Montecito Point is rising on the northwest corner of Hwy 95 and the 215 Loop in northwest Las Vegas. The project sits within Montecito Town Center, a 200-acre mixed-used development that includes retail, single and multi-family housing, a full service hospital, and recreational attractions.

"There's very little existing class A product around our project and we are very well located," Lauth's VP of development Mike Orr tells GlobeSt.com. "And we are right in the middle of a master-planned park, putting us within two miles of a power center and a grocery-anchored neighborhood center."

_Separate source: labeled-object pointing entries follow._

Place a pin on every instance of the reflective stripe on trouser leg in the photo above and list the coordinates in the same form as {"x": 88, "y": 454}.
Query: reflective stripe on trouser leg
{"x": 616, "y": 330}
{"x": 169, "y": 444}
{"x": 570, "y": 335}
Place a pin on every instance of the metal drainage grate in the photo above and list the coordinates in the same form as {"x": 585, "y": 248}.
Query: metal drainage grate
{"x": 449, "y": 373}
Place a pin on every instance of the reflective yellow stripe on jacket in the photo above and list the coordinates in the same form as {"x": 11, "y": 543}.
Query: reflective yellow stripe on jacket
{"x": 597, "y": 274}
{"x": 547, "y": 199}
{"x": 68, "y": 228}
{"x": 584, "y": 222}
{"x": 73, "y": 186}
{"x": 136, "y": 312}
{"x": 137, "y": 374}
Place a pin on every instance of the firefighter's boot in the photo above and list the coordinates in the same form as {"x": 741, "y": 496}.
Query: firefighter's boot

Randy Broadhead, Brad Peterson and Darren Lemmon of CB Richard Ellis have the leasing assignment. The asking rent for space in the building is $2.70 per sf (modified gross), which assumes a $40 per sf tenant improvement allowance and at least a five-year lease.The lease rate is competitive with other new product in the market, Orr says, with the added benefit of being "green," thanks to things like a high-efficiency heating and cooling system, increased use of day lighting, low-flow water fixtures and high solar reflective roofing. The goal is to achieve a LEED Silver rating from the US Green Building Council.

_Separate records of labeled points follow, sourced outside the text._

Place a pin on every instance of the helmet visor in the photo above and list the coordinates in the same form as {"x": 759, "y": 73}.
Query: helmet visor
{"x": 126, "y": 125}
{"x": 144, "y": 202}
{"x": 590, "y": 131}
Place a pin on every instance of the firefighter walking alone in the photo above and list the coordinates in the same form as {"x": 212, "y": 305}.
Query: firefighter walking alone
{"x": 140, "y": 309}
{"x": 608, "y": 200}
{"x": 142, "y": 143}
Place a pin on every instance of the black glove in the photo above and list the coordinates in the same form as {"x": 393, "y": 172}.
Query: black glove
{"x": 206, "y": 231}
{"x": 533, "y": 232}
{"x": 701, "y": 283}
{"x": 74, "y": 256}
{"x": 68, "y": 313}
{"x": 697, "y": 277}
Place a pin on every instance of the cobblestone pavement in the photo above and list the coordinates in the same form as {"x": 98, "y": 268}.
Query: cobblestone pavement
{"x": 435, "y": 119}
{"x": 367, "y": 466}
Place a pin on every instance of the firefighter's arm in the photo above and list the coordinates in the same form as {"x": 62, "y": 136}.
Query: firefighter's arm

"We have ample time to lease the building," Orr says when asked about the length of the construction loan and the pro forma for stabilization. "Our listing brokers tell us they are as busy as they have been so there's still a lot of deal activity; I haven't seen the second quarter numbers but the first quarter numbers were positive."

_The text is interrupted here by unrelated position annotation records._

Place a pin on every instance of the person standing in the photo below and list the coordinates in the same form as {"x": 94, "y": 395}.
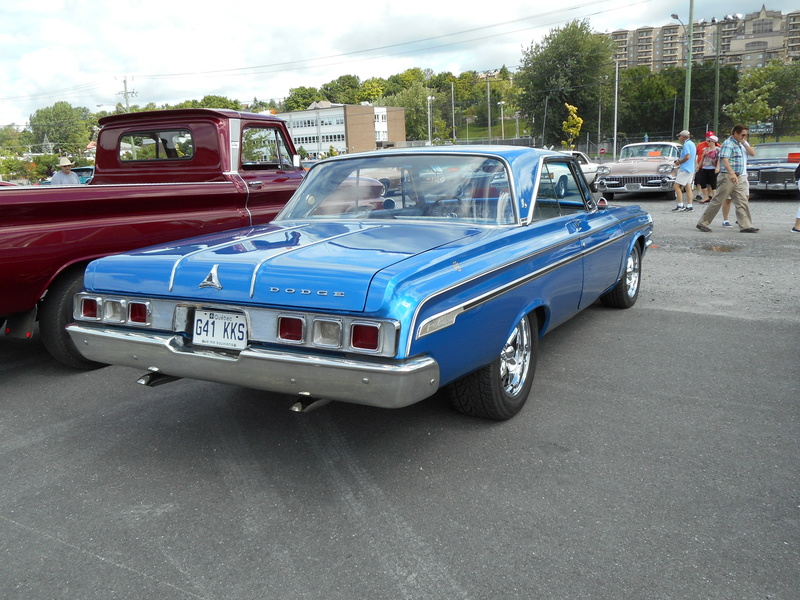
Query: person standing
{"x": 708, "y": 159}
{"x": 65, "y": 176}
{"x": 731, "y": 183}
{"x": 687, "y": 164}
{"x": 796, "y": 228}
{"x": 726, "y": 206}
{"x": 700, "y": 148}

Multiple second quarter reports should be coming out this week. The early returns are that while the overall office market experience negative absorption, class A buildings achieved positive net absorption.

In the first quarter, leasing was strong for all other classes but negative for class A, according to CB Richard Ellis. It was the first time since early 2005 that class A office experienced negative net absorption, according to the report.

By submarket, the vacancy rate ranged from 11.3% (Airport submarket) to 22.64% (North Las Vegas). Average monthly asking lease rates declined slightly during the quarter to $1.97 per sf on an overall basis. Downtown lease rates increased $0.11 to $2.58 per sf, keeping its title as the most expensive in the Valley. Lease rates in North Las Vegas, the least expensive submarket, averaged $1.54 per sf. The 300,000 sf delivered in the first quarter was the smallest quarterly addition since 2006, according to the report.

Montecito Point will be the third facility in Las Vegas completed by Lauth. In 2006, the company completed the 421,000 SF Northpoint Business Center, home to International Truck and Engine's Las Vegas Distribution hub. Lauth also built a 78-door freight terminal for Yellow Transportation in 2004 and a 624,000-sf distribution center for Henderson-based Zappos.com in Shepherdsville, Kentucky.

Elsewhere in the US, Lauth is building NASCAR® Plaza, a 20-story world class office tower in downtown Charlotte and two new distribution centers in South Carolina. It also recently unveiled a conceptual sketch for a mixed-use retail project being developed in conjunction with the Bradley Center, celebrated the grand opening to Bryan Towne Center , a 400,000 SF retail development in College Station, TX.